Removing others because it has only 14 and compared to other counts it is small

crime_summary1 <- crime_summary |>
  filter(police_district_name != "OTHER")
crime_summary1
# A tibble: 7 × 2
  police_district_name count
  <chr>                <int>
1 SILVER SPRING        98248
2 WHEATON              87108
3 MONTGOMERY VILLAGE   78989
4 BETHESDA             66611
5 ROCKVILLE            62966
6 GERMANTOWN           59052
7 TAKOMA PARK          13825

Visualization

ggplot(crime_summary1,aes(x=(police_district_name),y=count,fill=police_district_name)) +
  geom_col()+
  labs(title="Crime count by Police District in Montgomery County",
       x = "Police District",y="Number of Crimes",caption = "Source: National Incident-Based Reporting System(NIBRS),CJIS,UCR Program")+
  theme_minimal(base_size = 12,base_family = "serif")+
  scale_fill_brewer(palette = "Dark2")+
  theme(plot.title = element_text(face = "bold",size = 14,hjust=0.5),
        axis.text.x = element_text(angle = 45,hjust = 1),
        plot.caption = element_text(hjust = 1),
        legend.position = "none")

Bar chart with the plotly

p <- ggplot(crime_summary1,
            aes(x=police_district_name,
                y=count,fill=police_district_name,
                text=paste("District:",police_district_name,
                           "<br> Total Crimes:",count)))+
   geom_col()+
  labs(title="Crime count by Police District in Montgomery County",
       x = "Police District",
       y="Number of Crimes",
       caption = "Source: National Incident-Based Reporting System(NIBRS),CJIS,UCR Program")+
  theme_minimal(base_size = 12,base_family = "serif")+
  scale_fill_brewer(palette = "Dark2")+
  theme(plot.title = element_text(face = "bold",size = 14,hjust=0.5),
        axis.text.x = element_text(angle = 45,hjust = 1),
        plot.caption = element_text(hjust = 1),
        legend.position = "none")
p <- ggplotly(p,tooltip = "text") ## I used this cite to customize the tooltip (tooltip ="text") https://r-graph-gallery.com/customize-plotly-tooltip.html)
p

Filtered only takoma park

crime_takoma <- crimes_clean2 |>
  filter(police_district_name == "TAKOMA PARK",
         crime_name1 %in% c("Crime Against Property","Crime Against Person"),
         !is.na(longitude),
         !is.na(latitude),
         latitude >38 & latitude <40,
         longitude > -77 & longitude < -76) ## I filtered the latitude and longitude to focus only on Takoma park geographic area. Without this step, Leaflet shows the entire world map and the crime points do not appear within the initial zoom.

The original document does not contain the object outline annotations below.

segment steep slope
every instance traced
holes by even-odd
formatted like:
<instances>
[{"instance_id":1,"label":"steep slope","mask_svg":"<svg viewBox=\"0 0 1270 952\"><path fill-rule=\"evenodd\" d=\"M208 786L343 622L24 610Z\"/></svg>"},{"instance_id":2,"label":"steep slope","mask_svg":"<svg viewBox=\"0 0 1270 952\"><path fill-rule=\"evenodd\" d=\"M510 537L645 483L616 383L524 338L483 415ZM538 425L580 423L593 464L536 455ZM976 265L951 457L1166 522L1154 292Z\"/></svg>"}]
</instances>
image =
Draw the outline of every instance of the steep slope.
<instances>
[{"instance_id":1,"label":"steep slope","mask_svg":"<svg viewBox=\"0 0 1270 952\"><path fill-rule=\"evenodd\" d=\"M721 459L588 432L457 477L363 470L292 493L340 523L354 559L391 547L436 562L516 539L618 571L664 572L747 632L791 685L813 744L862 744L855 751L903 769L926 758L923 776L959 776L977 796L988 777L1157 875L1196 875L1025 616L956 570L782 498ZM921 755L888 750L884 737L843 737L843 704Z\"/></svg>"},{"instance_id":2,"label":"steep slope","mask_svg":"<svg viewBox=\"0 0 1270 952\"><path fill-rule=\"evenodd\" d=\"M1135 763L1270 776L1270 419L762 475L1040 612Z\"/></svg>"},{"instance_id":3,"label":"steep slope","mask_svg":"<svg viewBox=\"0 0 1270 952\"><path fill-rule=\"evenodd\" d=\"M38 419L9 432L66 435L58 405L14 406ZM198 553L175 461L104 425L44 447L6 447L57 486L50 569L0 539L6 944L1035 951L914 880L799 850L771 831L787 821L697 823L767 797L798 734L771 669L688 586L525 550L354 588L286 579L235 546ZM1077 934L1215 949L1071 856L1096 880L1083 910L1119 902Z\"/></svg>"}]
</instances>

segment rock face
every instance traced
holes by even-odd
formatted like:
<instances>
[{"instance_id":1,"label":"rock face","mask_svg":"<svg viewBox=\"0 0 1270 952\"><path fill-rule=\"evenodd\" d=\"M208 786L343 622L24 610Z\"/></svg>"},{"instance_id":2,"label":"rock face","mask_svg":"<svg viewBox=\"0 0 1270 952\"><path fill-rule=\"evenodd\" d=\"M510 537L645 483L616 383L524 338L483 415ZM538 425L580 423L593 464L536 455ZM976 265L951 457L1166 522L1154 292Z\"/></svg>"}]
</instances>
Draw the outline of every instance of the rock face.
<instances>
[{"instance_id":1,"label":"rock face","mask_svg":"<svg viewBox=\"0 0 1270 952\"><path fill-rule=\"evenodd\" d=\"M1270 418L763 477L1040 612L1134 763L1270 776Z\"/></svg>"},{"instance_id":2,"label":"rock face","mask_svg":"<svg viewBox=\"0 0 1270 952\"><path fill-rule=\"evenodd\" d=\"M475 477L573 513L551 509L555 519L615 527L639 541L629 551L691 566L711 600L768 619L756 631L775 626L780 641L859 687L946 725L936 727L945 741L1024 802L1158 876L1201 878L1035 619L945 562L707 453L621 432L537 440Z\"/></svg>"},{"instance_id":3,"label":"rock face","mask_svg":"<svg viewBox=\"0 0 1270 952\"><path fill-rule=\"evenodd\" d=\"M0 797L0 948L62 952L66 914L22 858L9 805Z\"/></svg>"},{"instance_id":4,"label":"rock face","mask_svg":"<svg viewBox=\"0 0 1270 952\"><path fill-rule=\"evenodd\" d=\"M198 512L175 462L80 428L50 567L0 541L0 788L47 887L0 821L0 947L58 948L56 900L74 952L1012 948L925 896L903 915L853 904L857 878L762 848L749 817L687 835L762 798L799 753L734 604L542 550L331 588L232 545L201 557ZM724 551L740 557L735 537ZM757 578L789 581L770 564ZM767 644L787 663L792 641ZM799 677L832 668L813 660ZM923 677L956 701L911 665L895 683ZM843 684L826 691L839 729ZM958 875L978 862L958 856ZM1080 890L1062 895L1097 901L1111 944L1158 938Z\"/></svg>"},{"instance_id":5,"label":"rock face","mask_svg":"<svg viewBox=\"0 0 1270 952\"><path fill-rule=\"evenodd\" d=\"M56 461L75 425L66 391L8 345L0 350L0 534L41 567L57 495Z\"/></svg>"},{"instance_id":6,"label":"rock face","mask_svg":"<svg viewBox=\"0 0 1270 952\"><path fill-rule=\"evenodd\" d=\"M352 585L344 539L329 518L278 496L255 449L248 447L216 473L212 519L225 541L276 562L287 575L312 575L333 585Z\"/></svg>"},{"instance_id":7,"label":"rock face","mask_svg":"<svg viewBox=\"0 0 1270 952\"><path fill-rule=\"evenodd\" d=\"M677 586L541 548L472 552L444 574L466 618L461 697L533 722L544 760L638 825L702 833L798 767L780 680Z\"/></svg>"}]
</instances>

Getting the latitude and longitude

mean_long <- mean(crime_takoma$longitude,na.rm = TRUE)
mean_lat <- mean(crime_takoma$latitude,na.rm=TRUE)

mean_long
[1] -76.99196
mean_lat
[1] 38.98192

Assigning two colors for crime against person and crime against property

pal <- colorFactor(
  palette = c("#27408B", "#00FF7F"),  
  domain  = c("Crime Against Property", "Crime Against Person")
)
##https://r-charts.com/spatial/interactive-maps-leaflet/ because with levels this code didnt work

Final Map

leaflet(crime_takoma) |>
  setView(lng = mean_long,
          lat = mean_lat,
          zoom = 13.3) |>
  addProviderTiles("Esri.WorldStreetMap") |>
  addCircleMarkers(lng = ~longitude,
                   lat = ~latitude,
                   radius = 4,
                   stroke = FALSE,
                   fillColor = ~pal(crime_name1),
                   fillOpacity = 0.6,
                   popup = ~paste(
                     "<b>District: </b>",police_district_name,"<br>",
                     "Crime Type:",crime_name1,"<br>",
                     "Details:",crime_name2,"<br>",
                     "Date:",as.character(date)                   )) |>
  addLegend(position = "bottomright",
            pal = pal,
            values = crime_takoma$crime_name1,
            title = "Crime Type",
            opacity = 1)
##https://r-charts.com/spatial/interactive-maps-leaflet/ for legend

Essay

My bar chart shows the total number of crimes reported in each police district in Montgomery County. This helped me answer my main question about which district has the highest crime count. Once I plotted it, the results were super obvious, Silver Spring had the most crimes by a huge margin. I also removed the “OTHER” category because it only had 14 cases, which didn’t really contribute anything and just made the plot look unnecessary.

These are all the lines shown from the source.